「あ、止まらん」触りたくなる衝動に誘われてしまう魔力!
一度さわってしまうと、一定の時がスクイーズに持っていかれてしまう、そんな触り心地の良さ…これは、ある種、魔力です。それだけ、なんとも言えない心地良さなのです。スクイーズをこれまで同様にキッズの遊び道具と侮ってはいけませんよ。大人こそハマってしまう、そんなポテンシャルを秘めていますから。
そもそもスクイーズとは?
スクイーズは、英語で「Squeeze」。ぎゅっと握る、搾り出すという意味を持つ言葉です。まさにその名の通り、握って楽しむおもちゃの総称。意外と昔からある玩具で、元々は1970年代〜80年代頃に海外でストレス解消グッズ(=ストレスボール)として誕生したもののようです。何と言っても最大の特徴は、握りつぶしてもゆっくりと元の形に戻る「低反発」さです。実は、この戻るスピードが遅いほど高品質とされています。モチーフはパンやフルーツ、スイーツといった食べ物、動物など、本物そっくりにつくられたリアルな造形が一般的です。日本独自の進化を遂げたのは、日本の「かわいい(Kawaii)文化」と「食品サンプル技術」が融合したためとも言えるでしょう。90年代後半から2000年代にかけて、ゲームセンターの景品やファンシーショップで本物そっくりのパンのスクイーズが大流行。見た目のリアルさとパンをちぎるような背徳的な快感がマッチし、癒やしアイテムとして地位を確立したのも懐かしいですね。

トレンドアイテムたるゆえんは?
かつての子ども向けの安価なおもちゃというイメージから、今ではデザイン性の高いアートトイやデザイナーズ・プラッシュ(=ぬいぐるみ)としての側面が強まっています。有名デザイナーとのコラボや洗練されたカラーリングのものが増え、デスクに置いたり、バッグにチャームとして付けたりする楽しみが広がっています。そんな側面もありながら、求められている経緯として、現代社会特有のデジタル疲れやメンタルヘルスへの関心の高まりが深く関わっていると考えられます。単なるブームの再燃ではなく、2025年〜2026年にかけて「ウェルネス・ツール」として進化している点が特徴的です。現代人にとって、スクイーズの「もちもち」「ぷにぷに」としたリアルな触覚刺激は、脳をオフにするための貴重なスイッチとなっています。握る感覚に集中することでマインドフルネス(今、ここに集中する状態)に近いリラックス効果を得られるそうですよ。

スクイーズが持つ特徴 その1
単なる子ども向けのおもちゃを超えて、大人も虜にする不思議な魅力があるスクイーズ。

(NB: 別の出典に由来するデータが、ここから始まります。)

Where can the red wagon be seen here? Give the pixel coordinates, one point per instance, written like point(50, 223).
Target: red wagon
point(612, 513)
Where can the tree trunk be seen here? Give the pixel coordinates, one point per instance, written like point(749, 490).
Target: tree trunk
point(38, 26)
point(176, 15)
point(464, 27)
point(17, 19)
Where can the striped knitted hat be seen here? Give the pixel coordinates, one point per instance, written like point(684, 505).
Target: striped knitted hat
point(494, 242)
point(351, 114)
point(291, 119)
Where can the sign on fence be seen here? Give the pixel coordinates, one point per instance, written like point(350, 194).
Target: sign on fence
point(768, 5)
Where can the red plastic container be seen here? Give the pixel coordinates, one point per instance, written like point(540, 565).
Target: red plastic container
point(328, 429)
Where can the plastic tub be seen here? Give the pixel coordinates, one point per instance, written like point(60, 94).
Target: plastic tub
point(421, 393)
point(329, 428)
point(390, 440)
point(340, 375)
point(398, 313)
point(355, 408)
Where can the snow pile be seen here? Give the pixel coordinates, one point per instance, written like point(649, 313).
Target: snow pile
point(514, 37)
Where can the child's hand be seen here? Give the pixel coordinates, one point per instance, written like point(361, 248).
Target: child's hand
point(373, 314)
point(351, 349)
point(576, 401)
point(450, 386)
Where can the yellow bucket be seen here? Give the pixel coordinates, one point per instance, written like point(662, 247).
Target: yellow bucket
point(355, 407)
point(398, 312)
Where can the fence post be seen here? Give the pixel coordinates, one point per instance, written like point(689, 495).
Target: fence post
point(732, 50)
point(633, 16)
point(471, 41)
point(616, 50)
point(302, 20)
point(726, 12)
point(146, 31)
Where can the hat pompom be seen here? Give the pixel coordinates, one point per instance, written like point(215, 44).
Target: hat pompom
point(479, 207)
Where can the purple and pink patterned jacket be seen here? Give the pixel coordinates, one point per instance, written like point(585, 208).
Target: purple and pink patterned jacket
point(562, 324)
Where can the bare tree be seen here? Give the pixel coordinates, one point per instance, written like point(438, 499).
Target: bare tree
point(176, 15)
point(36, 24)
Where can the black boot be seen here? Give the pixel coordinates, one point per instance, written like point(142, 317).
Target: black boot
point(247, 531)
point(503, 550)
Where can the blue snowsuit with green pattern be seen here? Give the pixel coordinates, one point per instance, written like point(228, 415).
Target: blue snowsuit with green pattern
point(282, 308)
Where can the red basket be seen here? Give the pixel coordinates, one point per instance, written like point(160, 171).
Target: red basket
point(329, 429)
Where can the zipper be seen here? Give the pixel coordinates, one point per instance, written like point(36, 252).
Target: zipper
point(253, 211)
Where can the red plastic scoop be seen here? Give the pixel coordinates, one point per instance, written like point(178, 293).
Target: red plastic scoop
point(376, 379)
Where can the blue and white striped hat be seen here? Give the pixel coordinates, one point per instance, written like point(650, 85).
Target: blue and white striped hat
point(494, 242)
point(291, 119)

まずは、五感を刺激する「触り心地」。この最大の魅力は、独特な質感がもたらすものです。ぎゅっと握った後、ゆっくりと元の形に戻っていく低反発の快感は、見ているだけでも癒やしとなります。形容するなら、ぷにぷに・もちもち・さらさらなど、素材によって異なる感触を楽しめるのも醍醐味となっています。心理学的な側面でも、スクイーズは「フィジェットトイ(手持ち無沙汰を解消する道具)」として優秀だと言われています。握るという動作が脳をリラックスさせ、ストレスや不安を軽減させる効果があるそうです。また、手を動かすことで、長時間のデスクワークや会議中の集中力を保つのに役立つことも。

スクイーズが持つ特徴 その2
触覚以外にも、視覚と嗅覚の楽しみを併せ持っているのがスクイーズです。パンやスイーツ、動物などをリアルに再現したデザインが多く、インテリアやコレクションとしても人気を呼んでいます。他の玩具にはない“嗅覚”を刺激するのもスクイーズの特徴ですね。なんと、甘い香りがするんです。その理由は、多くのスクイーズには、バニラやチョコ、フルーツなどの香料が練り込まれており、触覚だけでなく嗅覚からも癒やしを与えてくれるからです。また、ASMR動画のように聴覚を刺激するタイプも登場しています。スクイーズを握る際に出る「パフッ」という音や最近では「サクサク」と衣が砕けるような音を再現したタイプが、聴覚的な癒やしとして好評を得ています。まさに五感の多くを刺激してくれる存在となっています。